Passando para a análise das teorias não antropocêntricas, temos que essas tratam a natureza e os animais como sujeitos de direito pelos seus valores intrínsecos, não associando ou limitando a tutela jurídica deles a sua relação com os seres humanos sejam do presente, seja para garantir a geração futura. (BENJAMIN, 2001, p. 155).

E assim como há o antropocentrismo puro também há o não antropocentrismo puro, o qual leciona ser o ser humano parte integrante da natureza e não um ser em posição de destaque. Assim propõe a exclusão da ideia de tutela humana fundada no principio da superioridade moral dos humanos, baseada na habilidade desses para pensar, falar e fazer ferramentas. Isto porque muitos seres humanos não possuem tais habilidades, a exemplo dos mudos, e continuam sendo sujeitos de direitos.

Necessário se faz, ainda, a distinção entre a ética não-antropocentrica conservatória e a preservacionista. Para os primeiros a preocupação principal não é exatamente a proteção de espécies ou ecossistemas em si, mas o seu uso adequado. Já os preservacionistas, defendem a não interferência humana em áreas naturais, com a finalidade de assegurar a integridade do meio ambiente ainda não atingido pelo homem na sua pratica econômica. (BENJAMIN, 2001, p. 162-163).

Cabe destacar que os debates modernos sobre os animais vão além dos argumentos históricos anteriores interrogando-se se os animais são, ou devem ser tratados, como titulares de direitos contra aqueles que seriam seus proprietários humanos.

2- ANIMAIS NÃO HUMANOS COMO SUJEITOS DE DIREITO

Como visto anteriormente, na atualidade ainda presenciamos a exclusão dos animais irracionais da esfera do ordenamento jurídico não só brasileiro como do ordenamento ocidental como sujeitos de direito.

O Direito clássico, pós-Revolução Francesa, colocava a natureza e seus componentes como coisas ou bens; coisa para ser usada, destruída, ao bel-prazer daquele que tivesse com sua posse ou propriedade. Coisa a serviço direto da pessoa (considerada individualmente), sem outro atributo que não fosse o de se prestar a satisfazer as vontades humanas. Nessa linha jurídica tradicional, os seres vivos não humanos não recebem tratamento diverso de outros bens; como os minerais, por exemplo, são todos partes do patrimônio.

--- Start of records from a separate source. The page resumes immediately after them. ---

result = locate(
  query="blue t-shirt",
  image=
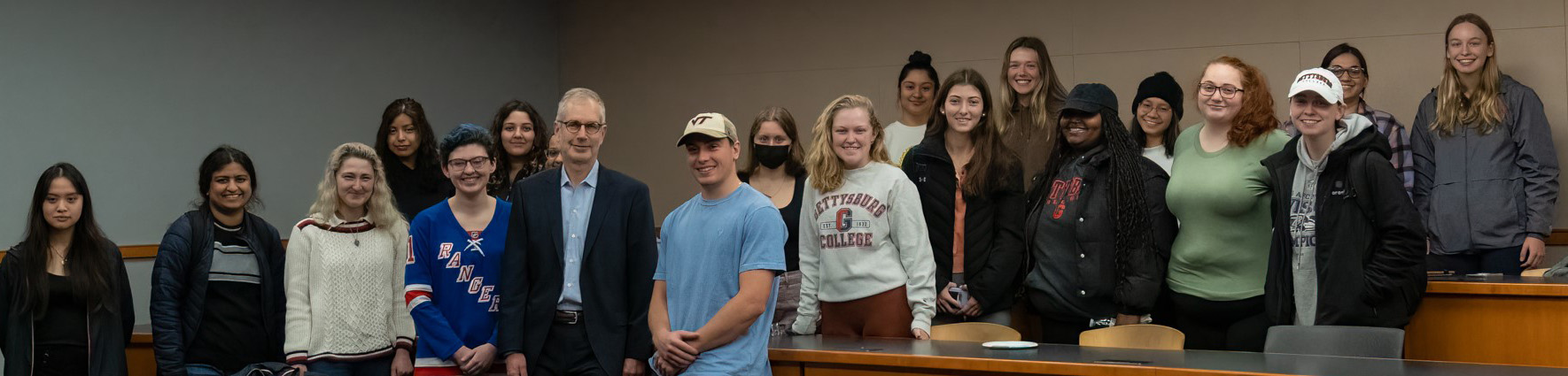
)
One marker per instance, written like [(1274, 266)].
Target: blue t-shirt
[(702, 249)]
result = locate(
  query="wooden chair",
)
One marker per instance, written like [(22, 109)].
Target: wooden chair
[(974, 333), (1134, 335)]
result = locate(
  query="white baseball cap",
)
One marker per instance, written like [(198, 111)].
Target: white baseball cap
[(1319, 81), (709, 124)]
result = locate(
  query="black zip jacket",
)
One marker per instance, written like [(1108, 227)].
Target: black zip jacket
[(1370, 245), (109, 333), (179, 286), (993, 225), (1091, 284)]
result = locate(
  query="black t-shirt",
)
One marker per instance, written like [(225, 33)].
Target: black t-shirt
[(231, 334), (65, 323), (790, 223)]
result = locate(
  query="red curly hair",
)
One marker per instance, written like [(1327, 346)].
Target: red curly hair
[(1256, 116)]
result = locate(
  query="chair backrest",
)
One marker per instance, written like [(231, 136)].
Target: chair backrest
[(1336, 341), (1134, 335), (974, 333)]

Savigny defendia que o direito é uma decorrência da liberdade moral inerente ao homem, dessa forma para este o sujeito de direito deveria coincidir com a ideia de homem.

O Direito evoluiu e essa concepção de sujeito de direito, e até mesmo a definição de pessoa, passou por significativas transformações.

O sujeito de direito é todo e qualquer ente apto a ser titular de direitos e adquirir deveres, não apenas o ser humano, mas também os determinados em lei. É necessário observar que de acordo com o direito moderno, a visão de que apenas a pessoa é sujeito de direito esta equivocada.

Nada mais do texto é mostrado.